Law professors oppose federal trade secret act
Forty-two law professors submitted a letter to Congress urging that the Defend Trade Secrets Act (DTSA) be rejected. The DTSA was introduced in July 2015 and would create a federal civil cause of action for misappropriation of trade secrets. With the exception of the Economic Espionage Act – which criminalizes theft of trade secrets – state law largely governs the area (typically through adoption of some version of the Uniform Trade Secrets Act). The law professors characterize the bill as the “most significant expansion of federal law in intellectual property since the Lanham Act.” The professors believe that the legislation will not address the cyberespionage problem it seeks to remedy and will instead harm employees, small businesses, and startup companies by creating less uniformity in the law and increasing the length and cost of litigation.
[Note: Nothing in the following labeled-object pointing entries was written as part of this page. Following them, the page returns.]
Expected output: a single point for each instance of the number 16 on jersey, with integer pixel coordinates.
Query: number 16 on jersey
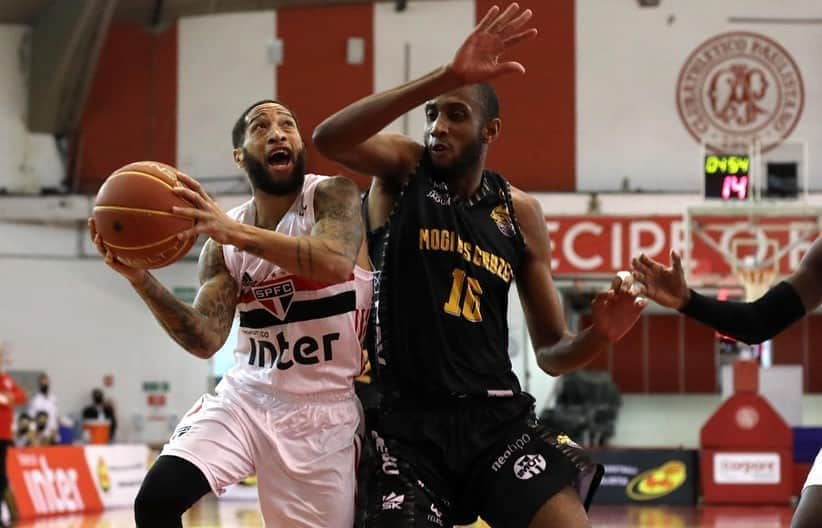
(469, 307)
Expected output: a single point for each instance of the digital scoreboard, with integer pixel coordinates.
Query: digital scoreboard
(727, 177)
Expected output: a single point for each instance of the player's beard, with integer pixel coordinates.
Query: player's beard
(468, 158)
(261, 180)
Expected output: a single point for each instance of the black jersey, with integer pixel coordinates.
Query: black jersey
(447, 267)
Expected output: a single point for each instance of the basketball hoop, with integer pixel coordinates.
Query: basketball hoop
(755, 280)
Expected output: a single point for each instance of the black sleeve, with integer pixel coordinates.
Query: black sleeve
(751, 322)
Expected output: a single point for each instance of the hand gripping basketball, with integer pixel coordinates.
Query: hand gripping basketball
(133, 215)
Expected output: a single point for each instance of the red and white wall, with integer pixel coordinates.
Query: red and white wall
(598, 104)
(628, 63)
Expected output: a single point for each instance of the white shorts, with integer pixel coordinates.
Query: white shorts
(303, 453)
(815, 475)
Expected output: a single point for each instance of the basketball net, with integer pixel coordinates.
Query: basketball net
(755, 280)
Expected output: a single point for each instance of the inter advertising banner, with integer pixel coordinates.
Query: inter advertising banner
(652, 476)
(73, 479)
(118, 472)
(51, 480)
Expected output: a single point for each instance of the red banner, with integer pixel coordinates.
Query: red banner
(52, 480)
(603, 245)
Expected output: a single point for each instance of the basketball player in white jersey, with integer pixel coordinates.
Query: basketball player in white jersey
(292, 262)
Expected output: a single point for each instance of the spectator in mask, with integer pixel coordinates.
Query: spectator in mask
(45, 401)
(101, 410)
(43, 435)
(24, 435)
(10, 396)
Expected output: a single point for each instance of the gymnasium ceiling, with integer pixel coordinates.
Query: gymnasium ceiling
(152, 11)
(60, 52)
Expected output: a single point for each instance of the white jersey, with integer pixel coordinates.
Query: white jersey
(297, 336)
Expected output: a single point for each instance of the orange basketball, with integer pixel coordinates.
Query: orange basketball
(132, 214)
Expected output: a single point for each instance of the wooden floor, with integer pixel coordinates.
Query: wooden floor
(240, 514)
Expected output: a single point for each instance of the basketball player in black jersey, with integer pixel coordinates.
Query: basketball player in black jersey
(455, 434)
(751, 322)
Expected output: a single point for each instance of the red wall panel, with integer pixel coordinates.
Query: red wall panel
(601, 361)
(813, 367)
(131, 111)
(315, 78)
(700, 358)
(629, 366)
(537, 152)
(663, 353)
(788, 346)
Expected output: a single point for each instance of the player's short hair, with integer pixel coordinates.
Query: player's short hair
(487, 98)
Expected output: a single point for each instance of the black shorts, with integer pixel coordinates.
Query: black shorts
(489, 458)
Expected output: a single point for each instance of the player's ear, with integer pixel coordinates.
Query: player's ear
(490, 130)
(239, 159)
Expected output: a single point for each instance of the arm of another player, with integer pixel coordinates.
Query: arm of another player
(327, 255)
(202, 328)
(558, 350)
(751, 322)
(14, 396)
(351, 136)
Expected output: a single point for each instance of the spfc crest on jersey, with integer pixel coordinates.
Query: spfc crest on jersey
(502, 217)
(275, 297)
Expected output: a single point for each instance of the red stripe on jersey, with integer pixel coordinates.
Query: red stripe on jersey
(300, 284)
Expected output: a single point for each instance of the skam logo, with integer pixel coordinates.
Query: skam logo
(657, 482)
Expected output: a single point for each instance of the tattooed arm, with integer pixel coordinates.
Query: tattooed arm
(328, 254)
(202, 328)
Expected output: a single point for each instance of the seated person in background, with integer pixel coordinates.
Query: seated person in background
(24, 434)
(43, 434)
(101, 410)
(44, 400)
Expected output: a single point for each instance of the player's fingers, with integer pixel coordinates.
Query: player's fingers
(513, 40)
(519, 21)
(648, 261)
(641, 303)
(676, 261)
(193, 232)
(488, 18)
(506, 68)
(641, 266)
(506, 16)
(192, 196)
(191, 212)
(189, 182)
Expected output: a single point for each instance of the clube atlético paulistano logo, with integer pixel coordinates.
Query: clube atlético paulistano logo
(737, 89)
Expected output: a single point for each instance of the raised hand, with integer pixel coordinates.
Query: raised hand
(210, 219)
(478, 59)
(665, 285)
(134, 275)
(615, 311)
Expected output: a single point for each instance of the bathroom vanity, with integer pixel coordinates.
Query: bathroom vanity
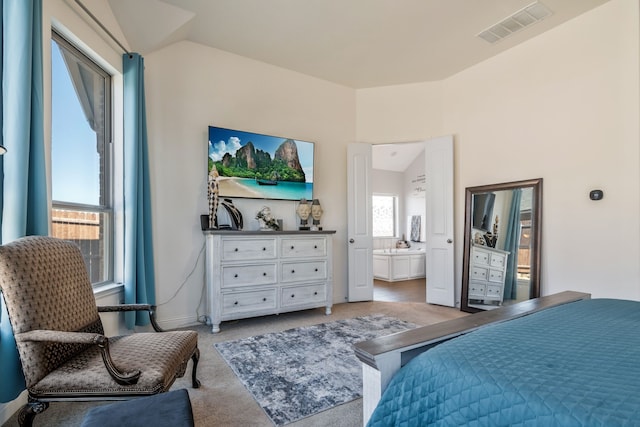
(393, 265)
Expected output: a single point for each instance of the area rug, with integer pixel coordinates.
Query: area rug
(299, 372)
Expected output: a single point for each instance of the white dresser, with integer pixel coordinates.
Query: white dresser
(256, 273)
(487, 274)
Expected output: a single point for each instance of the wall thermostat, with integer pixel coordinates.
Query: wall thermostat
(596, 195)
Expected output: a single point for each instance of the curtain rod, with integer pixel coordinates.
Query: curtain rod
(92, 16)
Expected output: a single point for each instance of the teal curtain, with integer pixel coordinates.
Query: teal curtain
(511, 244)
(23, 193)
(139, 278)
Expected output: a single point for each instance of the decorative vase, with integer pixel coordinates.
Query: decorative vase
(212, 196)
(303, 211)
(316, 214)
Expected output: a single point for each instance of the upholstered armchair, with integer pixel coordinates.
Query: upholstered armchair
(60, 338)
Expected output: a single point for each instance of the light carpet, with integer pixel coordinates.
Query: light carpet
(302, 371)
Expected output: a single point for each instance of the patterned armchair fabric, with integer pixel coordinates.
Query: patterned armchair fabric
(60, 338)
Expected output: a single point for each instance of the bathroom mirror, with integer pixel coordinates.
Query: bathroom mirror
(501, 262)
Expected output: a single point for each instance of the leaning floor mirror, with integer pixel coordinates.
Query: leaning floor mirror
(501, 262)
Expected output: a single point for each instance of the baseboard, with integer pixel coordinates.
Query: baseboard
(8, 409)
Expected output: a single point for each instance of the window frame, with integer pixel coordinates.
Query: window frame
(106, 203)
(396, 214)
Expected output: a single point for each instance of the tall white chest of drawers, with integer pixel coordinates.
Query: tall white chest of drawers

Paris attacks renew push by law enforcement for access to encrypted data
After the recent terror attack in Paris, government officials have raised concerns that terror suspects could be using encrypted communications platforms to plan attacks. Messaging applications like WhatsApp and Apple’s iMessage use encryption, which makes it easier for suspects to evade surveillance. It remains unclear if the suspects in the Paris terror attack used encrypted messaging systems to communicate and plan the attack. However, U.S. officials and others have called for legislation that would require technology companies to maintain “backdoor” access, thus enabling them to comply with wiretap orders. Companies like Apple, Google, and Microsoft have opposed weakening encryption.